Kolejne zabytki w kompleksie Wielkiego Pieca, czyli starachowickim Muzeum Przyrody i Techniki poddawane są renowacji. Tym razem remont objął dach hali lejniczej.
– To jeden z najczęściej odwiedzanych obiektów muzealnych. Dziś sala wystawowa i koncertowa, przed laty wylewana tu była surówka żelaza, a później wyrabiano w niej cegły szlakówki – przypomina dyrektor Muzeum Paweł Kołodziejski.
Po latach użytkowania jednak dach na hali lejniczej wymagał pilnego remontu.
– Udało nam się go rozpocząć w ostatniej chwili, kiedy jeszcze można uratować pokrycie dachu. Już w przyszłym roku najprawdopodobniej konieczna byłaby wymiana blachy – podkreśla.

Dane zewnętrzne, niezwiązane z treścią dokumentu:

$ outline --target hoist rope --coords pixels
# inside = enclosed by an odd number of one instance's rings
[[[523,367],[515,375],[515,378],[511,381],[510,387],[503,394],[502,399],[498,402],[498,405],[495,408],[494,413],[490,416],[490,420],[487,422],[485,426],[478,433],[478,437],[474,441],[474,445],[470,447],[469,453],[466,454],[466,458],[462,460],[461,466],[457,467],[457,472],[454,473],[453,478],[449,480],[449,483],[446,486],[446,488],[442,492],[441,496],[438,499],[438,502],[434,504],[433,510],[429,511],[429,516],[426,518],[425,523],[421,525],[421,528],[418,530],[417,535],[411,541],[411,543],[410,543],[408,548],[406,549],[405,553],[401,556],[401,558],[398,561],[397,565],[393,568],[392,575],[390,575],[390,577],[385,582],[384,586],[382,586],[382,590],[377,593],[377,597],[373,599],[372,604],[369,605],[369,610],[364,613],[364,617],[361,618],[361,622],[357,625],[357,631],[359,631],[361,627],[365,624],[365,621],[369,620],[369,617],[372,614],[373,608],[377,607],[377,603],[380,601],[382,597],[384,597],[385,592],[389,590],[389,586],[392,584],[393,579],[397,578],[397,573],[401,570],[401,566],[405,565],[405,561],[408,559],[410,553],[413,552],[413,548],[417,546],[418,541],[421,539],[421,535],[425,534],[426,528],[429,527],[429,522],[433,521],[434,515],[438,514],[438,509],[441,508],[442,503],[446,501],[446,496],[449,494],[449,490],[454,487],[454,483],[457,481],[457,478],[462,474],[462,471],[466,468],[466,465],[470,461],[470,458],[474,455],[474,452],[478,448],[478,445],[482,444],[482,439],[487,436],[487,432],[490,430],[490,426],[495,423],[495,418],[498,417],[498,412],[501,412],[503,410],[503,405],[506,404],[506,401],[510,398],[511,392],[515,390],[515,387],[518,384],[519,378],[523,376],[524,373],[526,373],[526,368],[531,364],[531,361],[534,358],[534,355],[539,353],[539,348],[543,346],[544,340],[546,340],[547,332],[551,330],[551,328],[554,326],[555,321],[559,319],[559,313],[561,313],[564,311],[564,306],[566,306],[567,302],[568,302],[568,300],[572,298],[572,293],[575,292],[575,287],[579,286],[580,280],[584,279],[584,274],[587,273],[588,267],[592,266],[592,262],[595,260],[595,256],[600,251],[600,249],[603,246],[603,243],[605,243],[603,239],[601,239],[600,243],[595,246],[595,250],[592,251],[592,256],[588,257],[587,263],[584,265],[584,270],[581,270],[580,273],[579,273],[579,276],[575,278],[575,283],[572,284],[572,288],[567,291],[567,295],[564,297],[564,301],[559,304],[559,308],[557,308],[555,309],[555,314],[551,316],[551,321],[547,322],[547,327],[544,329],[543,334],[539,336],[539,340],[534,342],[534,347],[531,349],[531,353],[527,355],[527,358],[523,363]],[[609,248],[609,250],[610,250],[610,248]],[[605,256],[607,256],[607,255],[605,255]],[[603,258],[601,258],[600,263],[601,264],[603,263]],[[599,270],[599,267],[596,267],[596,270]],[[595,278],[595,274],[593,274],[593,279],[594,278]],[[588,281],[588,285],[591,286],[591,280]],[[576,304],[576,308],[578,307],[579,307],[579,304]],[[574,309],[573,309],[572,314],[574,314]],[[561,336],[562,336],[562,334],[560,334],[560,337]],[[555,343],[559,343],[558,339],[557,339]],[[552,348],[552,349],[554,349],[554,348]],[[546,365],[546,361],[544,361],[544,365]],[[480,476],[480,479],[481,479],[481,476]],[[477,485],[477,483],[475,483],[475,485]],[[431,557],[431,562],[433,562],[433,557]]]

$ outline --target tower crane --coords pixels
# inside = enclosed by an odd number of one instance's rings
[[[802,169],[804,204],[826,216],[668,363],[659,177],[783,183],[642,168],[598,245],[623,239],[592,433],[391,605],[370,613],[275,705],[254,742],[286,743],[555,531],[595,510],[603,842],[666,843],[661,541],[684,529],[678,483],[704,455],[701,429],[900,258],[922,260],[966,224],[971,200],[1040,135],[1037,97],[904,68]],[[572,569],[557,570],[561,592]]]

Dach hali lejniczej został oczyszczony i pomalowany. Dzięki specjalnie użytej farbie odzyskał wygląd sprzed lat.
– Dawniej do pokrywania dachów na obiektach przemysłowych używano farby asfaltowej, dlatego wszystkie były czarne. Farba, która została położona w ostatnich tygodniach, wprawdzie ma inny skład chemiczny, ale kolor pozostał czarny – dodaje.
Koszt prac to 35 tysięcy złotych, 20 tysięcy to dotacja od świętokrzyskiego konserwatora zabytków.